Birincisinin kabulü kolay olurken, ikincisini kabulde tereddütlerin yaşanması anlaşılabilir; ancak gerçekten uzak bir bakıştır. Zira düşünülen, hayâl edilen her şey insan zihninde bir düzenden ortaya çıkar. Bu nedenle düşünce sistemi olmayan veya olamayacak şeyleri düşünmeden vareste olduğu için fikir, hayâl ve benzer metafizik olguların şimdi olmayışı ileride olmayacağı anlamına gelmeyeceğinden, düşünceden ırak tutulmaması gerekir.

Bilimsel bilgilerin en fazla sorgulandığı yerlerin başında, olanların, mümkünün ve sonlu olanların yaratılmış olduklarını kabul etmek gerekir. Sonradan olanlar kesin olarak yaratılmış oldukları için günümüzde buna bilim dünyasına büyük bir karşı duruş görünmektedir.

Bir teorinin mutlak doğru olarak dünyaya dayatılması insan aklının toplu bir şekilde ne derece savrulduğunun da göstergesidir. Bilimde teori bir yöntemdir ve itiraz edilesi bir durum değildir. Ancak başka görüş, fikir ve kaynakların dikkate alınmadan sadece bir teorinin dayatılması, dünyanın nasıl bir zihin parmaklıklarına hapsedildiğinin göstergesidir.

Bilim bile aksi ispat edilene kadar geçerlidir. Bu esneklik bilimde varken bazı bilim çevrelerinin ve bilim insanlarının dayatmacı görüşlerinin arkasında bilimden ziyade politik düşünce olduğunu görmek güç değildir.

Bir toplumun oluşturduğu ekosistemin hayatını devam ettirebilmesi için metabolizmaların tamamının aynı amaca hizmet etmesi gerekir.
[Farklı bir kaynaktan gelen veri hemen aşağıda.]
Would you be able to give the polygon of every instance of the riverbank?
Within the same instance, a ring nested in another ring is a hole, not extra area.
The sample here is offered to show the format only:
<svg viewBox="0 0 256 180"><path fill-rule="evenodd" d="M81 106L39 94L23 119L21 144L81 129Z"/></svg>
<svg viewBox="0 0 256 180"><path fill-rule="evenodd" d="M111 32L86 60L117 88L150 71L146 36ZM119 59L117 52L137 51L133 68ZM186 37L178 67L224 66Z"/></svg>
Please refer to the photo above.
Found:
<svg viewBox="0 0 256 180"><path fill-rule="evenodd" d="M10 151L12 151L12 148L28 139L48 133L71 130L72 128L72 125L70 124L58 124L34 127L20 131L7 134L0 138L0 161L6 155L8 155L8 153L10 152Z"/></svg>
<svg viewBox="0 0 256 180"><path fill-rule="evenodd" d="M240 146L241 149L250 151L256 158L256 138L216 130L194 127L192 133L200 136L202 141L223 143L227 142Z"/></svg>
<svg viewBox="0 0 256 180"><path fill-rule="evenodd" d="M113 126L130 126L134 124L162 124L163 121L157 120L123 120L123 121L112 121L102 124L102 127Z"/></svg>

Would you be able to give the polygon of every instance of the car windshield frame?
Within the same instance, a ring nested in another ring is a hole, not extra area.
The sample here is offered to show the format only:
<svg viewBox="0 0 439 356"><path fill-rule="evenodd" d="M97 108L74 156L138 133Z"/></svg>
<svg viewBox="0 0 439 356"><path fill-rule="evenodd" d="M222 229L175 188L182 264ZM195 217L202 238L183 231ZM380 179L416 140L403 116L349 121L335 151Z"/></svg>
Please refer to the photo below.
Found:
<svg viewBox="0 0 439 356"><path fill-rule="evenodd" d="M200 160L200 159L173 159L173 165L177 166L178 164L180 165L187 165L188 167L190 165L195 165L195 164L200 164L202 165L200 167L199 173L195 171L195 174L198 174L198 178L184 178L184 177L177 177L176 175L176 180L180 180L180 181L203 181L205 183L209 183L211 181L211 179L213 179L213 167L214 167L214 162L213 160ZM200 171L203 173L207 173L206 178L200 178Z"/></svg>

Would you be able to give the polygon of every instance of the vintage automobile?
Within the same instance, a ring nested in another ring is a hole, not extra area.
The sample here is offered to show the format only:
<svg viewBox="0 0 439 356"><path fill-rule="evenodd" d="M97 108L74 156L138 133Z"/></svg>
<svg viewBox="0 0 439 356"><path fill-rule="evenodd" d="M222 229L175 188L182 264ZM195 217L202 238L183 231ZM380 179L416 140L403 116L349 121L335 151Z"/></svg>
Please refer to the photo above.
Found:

Geçmişte bazı kavimlerin yok oluşu ibretlik olarak göz önünde bulunurken insanlığın canhıraş bir şekilde kamplara ayrılışına bilimin de alet edilmesi gidişatı düşündürmektedir. 

Pandemi sürecinde ortaya çıkan olumsuz tablonun insanların değerlendirmesinden geçip geleceğe yönelik çalışmalarında bilimi kullanım tekniklerinin değişmesi beklenmelidir. Ancak görünen o ki, bazı çevrelerde insanlar açlık içinde, bazıları gündelik hayatı devam ettirme derdindeyken, birilerinin para, mal/mülk edinirken sinsi, birilerinin de insanlığı köleleştirme derdinde olduğu Batı eksenli akımları görmek gerekir.  

Bilim, hem içeride, hem dışarıda insana hizmet edecek pozisyonda ele alınıp insanın hizmetinde olmalıdır. İnsanlığın idrak güçlerine katkı sağlamalı ve kalbe doğru veriler aktarmalıdır. Aksi durumda yakın gelecekte insanlığın yeniden bir darboğaza daha girmesi an meselesidir. Üstelik bu şekildeki dar boğazların ciddî savaşlara ve yok oluşlara da gebe olduğunu görmek gerekir.